Apple Inc. Cutting Down it's Production of Airpods and Iphones may Significantly Affect its Revenue this Year
As a big member of the FAANG stock and a remarkable earner in the S&P 500, I worry about the fate of Apple (NASDAQ: AAPL) in the coming period. It's no news that Apple is set to reduce the production of some of its revenue-generating products. This is not too good for investors. Earlier, in 2021, the market was shocked that Apple would cut iPhone production by 10 million units to 90 million. That was at the height of supply constraints that hit the tech industry.

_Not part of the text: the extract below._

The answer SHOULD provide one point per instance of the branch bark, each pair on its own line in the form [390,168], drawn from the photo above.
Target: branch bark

This year, there will also be further cuts.

This morning, the Nikkei Newspaper reported that due to the Ukraine crisis that would cause a demand slowdown, rising inflation, and the numerous lockdowns in China, Apple would lower iPhone production and the output of AirPods. Nikkei Newspaper said they got the news from reliable sources.

Apple Inc (NASDAQ: AAPL) is one of the largest chip buyers globally, and it sets the pace for the electronics supply chain. But that strong buying power from Apple is not enough to prevent the supply constraints from the Ukraine war and covid-19 lockdowns in China from affecting its production. Although, Apple has been faced with supply challenges in the past, especially during the pandemic. I find it hard to believe it would repeat that success this time around.

But why should investors be worried? The answer is simple. These cuts would mean that the company would produce less than 2 to 3 million iPhone SEs, which translates to a 20% reduction in output for the next quarter. The original plan was to make about 15 million units of iPhone SEs for the next quarter. The report also said that AirPod production for 2022 orders would reduce by about 10 million units. Looking at the past years' revenue generated from the iPhone SE and Airpods sales, you will understand my major fear. In 2021, Apple raked in more than $12 billion in sales from the Airpod alone. This was more revenue than what some other Tech giants like Twitter (NYSE: TWTR) and Spotify (NYSE: SPOT) had in revenue.

At the time of writing this article, Apple Inc. (NASDAQ: AAPL) has not responded to the news. That has been Apple’s stance whenever the press releases reports of production cuts. As a result, its shares have been down by 2% in premarket trading.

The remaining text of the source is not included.